It can talk about bringing the unemployment rate down, but that is on the back of a buoyant economy, which is largely due to the 1990s and not to this Government, at all. The Government can talk about that, but, in reality, there are still far too many
Māori families on benefits of one sort or another. Mita Ririnui will pay for his part in that in next year’s election, as well. Those
Māori members are worried. Someone is passing them the minutes of every
Māori Party meeting that is occurring, and they are looking at those with concern. They know they are on the skids.
I want to make some brief comments about the broadcasting portfolio. I see that Television New Zealand had a mixed year. I do not think that any of us are convinced
about the way it is structured, in terms of delivering to New Zealanders programmes that tell us about ourselves. It has been loaded with a charter that is so broad as to be meaningless. Television New Zealand is kidding us that, day in and day out, it is delivering on it. It has received an increase in funding to deliver that charter—$15 million annually rising to $16 million next year, and to $17 million the year after. It does not deserve that increase. It has not proved at all that its efforts to present New Zealand to New Zealanders are in any way better or have more value than those of any of the other broadcasters in New Zealand.
Neither has Television New Zealand shown any responsibility about the way it has spent money. It has this underpinning of Government funding, and to my mind, daily shows a level of arrogance that I do not think New Zealanders deserve. Although I see that increase, I do not think it is justified. There is an increase in funding to New Zealand On Air, and that probably is justified.
National certainly supports the notion of independent and contestable funding for all broadcasters, but if this trend is to continue—whereby TVNZ can cry wolf to the Government and the Minister of the day and as a result somehow find itself in receipt of more taxpayer funding—then I do not think that is good enough for New Zealanders.
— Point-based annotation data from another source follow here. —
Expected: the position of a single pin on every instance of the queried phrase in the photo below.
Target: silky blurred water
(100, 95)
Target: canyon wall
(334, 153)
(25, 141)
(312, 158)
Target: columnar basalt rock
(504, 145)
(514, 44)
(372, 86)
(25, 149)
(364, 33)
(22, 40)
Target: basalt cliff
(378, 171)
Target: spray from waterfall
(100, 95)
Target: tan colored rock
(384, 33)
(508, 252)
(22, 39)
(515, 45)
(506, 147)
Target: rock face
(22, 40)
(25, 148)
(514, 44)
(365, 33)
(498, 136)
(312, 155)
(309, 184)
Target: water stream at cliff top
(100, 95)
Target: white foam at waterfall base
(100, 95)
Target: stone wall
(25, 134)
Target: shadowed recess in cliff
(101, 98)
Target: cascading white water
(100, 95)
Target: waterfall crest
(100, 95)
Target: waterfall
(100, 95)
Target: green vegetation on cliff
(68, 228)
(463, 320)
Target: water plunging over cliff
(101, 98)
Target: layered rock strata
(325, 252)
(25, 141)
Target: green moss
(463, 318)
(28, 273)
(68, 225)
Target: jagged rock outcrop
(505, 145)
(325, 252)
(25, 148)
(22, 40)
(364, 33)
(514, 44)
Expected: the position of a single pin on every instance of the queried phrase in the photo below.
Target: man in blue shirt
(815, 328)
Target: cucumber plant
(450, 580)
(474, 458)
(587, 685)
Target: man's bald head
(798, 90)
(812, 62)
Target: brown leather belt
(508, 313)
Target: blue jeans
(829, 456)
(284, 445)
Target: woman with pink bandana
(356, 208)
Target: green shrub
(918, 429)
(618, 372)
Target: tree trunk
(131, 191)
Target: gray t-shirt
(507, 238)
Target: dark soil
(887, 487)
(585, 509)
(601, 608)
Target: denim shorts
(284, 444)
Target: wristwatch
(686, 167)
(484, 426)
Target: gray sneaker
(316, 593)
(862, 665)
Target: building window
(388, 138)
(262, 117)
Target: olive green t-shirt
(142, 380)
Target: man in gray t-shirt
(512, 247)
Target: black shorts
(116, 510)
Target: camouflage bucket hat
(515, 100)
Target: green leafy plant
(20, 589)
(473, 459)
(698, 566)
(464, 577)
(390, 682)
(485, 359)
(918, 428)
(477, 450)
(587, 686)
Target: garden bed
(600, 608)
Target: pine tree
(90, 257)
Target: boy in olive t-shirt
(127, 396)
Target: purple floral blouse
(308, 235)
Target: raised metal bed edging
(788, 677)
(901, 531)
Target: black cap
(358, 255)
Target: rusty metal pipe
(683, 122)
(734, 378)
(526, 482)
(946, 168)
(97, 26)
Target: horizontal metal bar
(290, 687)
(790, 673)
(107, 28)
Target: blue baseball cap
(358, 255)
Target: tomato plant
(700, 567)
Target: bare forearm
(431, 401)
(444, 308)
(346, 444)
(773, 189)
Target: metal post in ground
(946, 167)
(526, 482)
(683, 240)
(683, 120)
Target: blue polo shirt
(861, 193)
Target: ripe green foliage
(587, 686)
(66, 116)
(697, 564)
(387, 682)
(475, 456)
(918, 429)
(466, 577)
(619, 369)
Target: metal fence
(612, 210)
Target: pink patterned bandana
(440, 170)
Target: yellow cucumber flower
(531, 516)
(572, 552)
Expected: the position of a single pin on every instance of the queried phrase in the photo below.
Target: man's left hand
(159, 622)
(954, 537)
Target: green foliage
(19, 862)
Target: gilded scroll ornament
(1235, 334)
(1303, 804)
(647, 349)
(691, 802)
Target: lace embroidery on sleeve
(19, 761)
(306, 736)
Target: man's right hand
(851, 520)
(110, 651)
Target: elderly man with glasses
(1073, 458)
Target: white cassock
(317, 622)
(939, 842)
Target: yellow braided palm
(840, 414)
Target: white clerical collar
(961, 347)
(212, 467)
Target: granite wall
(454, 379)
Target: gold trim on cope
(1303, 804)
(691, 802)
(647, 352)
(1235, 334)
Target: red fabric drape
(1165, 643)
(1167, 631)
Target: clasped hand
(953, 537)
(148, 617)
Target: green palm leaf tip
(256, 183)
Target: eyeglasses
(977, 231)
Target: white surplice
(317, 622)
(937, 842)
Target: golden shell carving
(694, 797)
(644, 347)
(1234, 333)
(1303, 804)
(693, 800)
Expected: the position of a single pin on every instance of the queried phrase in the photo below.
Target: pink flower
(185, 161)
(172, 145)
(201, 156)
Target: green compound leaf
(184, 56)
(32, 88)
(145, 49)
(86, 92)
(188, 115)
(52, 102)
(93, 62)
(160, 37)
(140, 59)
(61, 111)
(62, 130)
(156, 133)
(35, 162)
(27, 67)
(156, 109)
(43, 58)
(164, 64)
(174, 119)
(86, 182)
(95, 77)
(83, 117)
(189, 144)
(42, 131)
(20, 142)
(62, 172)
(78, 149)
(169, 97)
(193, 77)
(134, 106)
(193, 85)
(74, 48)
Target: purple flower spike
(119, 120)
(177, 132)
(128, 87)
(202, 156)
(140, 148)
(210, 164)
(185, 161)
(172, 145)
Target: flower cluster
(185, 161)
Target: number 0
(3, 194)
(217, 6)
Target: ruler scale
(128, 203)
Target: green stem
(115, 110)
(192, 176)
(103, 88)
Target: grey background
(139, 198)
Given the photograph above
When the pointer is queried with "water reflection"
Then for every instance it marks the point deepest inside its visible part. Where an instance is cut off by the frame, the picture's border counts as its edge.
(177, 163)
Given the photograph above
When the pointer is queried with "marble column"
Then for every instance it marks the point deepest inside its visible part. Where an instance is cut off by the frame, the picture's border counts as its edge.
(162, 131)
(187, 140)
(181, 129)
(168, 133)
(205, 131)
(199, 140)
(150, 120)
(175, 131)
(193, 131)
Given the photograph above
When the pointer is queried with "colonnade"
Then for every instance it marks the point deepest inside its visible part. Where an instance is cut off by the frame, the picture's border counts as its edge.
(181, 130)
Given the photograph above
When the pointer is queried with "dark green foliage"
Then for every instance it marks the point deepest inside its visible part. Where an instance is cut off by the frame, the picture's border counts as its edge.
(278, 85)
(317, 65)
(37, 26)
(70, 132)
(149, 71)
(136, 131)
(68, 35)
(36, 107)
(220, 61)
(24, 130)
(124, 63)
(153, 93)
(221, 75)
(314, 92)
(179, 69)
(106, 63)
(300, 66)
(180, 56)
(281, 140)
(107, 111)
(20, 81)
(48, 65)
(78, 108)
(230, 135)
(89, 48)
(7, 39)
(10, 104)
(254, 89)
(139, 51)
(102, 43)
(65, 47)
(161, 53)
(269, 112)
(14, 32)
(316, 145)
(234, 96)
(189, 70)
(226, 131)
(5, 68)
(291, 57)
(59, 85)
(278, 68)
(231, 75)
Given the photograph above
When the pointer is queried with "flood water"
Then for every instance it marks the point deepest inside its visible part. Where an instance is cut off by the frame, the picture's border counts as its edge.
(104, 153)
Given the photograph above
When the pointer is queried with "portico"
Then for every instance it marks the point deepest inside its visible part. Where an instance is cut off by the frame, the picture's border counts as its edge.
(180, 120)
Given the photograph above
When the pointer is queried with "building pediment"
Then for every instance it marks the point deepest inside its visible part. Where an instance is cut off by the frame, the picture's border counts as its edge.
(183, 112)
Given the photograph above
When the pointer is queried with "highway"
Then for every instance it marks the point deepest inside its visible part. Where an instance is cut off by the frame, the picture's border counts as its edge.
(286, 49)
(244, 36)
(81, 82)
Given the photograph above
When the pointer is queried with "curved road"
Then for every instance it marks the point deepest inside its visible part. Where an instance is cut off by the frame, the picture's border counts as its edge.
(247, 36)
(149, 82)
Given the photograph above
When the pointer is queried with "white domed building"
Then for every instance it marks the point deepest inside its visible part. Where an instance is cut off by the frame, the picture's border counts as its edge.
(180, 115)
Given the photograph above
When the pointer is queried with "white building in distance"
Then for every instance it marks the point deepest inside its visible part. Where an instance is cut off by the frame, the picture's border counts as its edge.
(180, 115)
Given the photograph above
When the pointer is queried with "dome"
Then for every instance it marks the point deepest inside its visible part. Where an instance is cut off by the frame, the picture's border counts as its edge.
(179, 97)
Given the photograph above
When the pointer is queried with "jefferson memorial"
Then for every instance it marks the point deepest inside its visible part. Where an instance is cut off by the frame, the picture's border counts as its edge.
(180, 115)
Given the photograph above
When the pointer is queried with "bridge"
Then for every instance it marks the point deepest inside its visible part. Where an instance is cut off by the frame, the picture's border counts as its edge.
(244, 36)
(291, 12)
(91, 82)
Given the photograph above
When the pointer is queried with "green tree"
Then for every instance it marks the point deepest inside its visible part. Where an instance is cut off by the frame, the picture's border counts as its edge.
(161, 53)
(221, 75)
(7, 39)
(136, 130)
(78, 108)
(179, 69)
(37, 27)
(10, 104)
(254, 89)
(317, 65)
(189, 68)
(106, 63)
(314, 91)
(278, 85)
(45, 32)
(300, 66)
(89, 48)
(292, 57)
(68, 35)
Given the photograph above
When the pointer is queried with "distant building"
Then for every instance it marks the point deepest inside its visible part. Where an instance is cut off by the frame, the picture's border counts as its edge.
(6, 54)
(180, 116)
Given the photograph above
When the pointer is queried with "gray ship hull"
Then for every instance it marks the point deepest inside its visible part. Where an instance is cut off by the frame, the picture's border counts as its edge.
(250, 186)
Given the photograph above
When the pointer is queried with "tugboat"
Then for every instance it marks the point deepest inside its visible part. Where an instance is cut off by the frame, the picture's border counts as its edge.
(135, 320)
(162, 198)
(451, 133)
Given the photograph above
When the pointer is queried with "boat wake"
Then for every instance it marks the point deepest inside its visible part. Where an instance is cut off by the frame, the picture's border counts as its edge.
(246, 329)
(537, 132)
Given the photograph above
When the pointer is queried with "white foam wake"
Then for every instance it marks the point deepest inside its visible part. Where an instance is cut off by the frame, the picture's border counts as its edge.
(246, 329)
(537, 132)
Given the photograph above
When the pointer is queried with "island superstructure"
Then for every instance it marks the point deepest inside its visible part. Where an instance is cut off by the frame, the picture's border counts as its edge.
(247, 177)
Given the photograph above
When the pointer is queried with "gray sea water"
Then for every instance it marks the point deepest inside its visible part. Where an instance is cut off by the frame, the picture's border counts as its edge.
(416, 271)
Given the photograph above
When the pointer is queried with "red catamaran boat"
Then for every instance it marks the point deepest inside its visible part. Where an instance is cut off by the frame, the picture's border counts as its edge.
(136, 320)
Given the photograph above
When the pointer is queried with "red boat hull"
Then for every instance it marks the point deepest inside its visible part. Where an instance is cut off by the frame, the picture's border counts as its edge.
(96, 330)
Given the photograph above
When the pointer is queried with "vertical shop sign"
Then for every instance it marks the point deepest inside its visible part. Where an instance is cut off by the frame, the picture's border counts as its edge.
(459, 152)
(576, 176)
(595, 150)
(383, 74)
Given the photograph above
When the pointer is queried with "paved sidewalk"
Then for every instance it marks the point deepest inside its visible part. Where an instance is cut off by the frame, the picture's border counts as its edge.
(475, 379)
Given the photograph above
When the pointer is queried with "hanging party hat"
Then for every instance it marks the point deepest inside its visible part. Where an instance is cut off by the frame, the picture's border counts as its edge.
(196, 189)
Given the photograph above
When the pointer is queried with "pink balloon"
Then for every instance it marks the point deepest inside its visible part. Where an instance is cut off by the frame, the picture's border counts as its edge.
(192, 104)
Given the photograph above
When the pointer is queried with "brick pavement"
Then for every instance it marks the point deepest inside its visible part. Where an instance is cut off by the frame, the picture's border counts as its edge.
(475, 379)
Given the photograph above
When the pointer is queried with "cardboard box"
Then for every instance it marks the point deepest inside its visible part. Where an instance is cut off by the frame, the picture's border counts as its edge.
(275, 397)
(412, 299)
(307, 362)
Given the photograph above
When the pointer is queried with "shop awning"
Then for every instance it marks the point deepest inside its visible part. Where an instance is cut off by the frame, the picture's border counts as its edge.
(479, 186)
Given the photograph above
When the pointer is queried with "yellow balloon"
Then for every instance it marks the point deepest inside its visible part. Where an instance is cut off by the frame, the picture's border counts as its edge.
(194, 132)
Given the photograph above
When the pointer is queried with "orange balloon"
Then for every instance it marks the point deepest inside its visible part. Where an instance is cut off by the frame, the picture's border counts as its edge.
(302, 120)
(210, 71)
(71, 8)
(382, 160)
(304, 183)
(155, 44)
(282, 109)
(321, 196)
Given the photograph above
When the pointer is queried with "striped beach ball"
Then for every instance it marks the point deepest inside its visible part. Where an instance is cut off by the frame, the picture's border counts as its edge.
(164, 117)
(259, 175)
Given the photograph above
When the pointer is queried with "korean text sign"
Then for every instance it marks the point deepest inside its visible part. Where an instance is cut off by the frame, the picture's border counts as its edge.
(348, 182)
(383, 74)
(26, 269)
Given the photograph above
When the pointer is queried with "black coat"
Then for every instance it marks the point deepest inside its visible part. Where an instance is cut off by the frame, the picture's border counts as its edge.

I want to make one other point in relation to arts and culture. Although we can all be pleased about the jobs and export dollars that our big-screen production is now bringing to New Zealand, I want to flag with the Prime Minister, who is also the Minister for Arts, Culture and Heritage, that this Budget contains no surety as to whether small-screen producers are to be properly nurtured. After all, big-screen production normally grows from small-screen production. We have a wealth of storytellers here in New Zealand who need to be nurtured and supported, because good New Zealand drama comes from our storytellers. I flag my concern that although it is proper to support large-screen production, it is also very important that we do not lose sight of where large-screen production—the big budget films—grows from. The Prime Minister needs to make proper provision for that.
LUAMANUVAO WINNIE LABAN (Labour—Mana)
: Kia ora, talofa, and warm Pacific greetings to everyone. Budget 2004 is founded on a set of economic policies that are distinctly Labour, and is based on three core social democratic values: Labour believes in the innate quality of people; Labour believes that people are social beings who prefer living in families and communities rather than as isolated individuals; and Labour believes that people work best when they work together. As a consequence, Labour’s economic and social policies respect individuality and diversity, and they promote equality of opportunity and the right to participate fully in all activities.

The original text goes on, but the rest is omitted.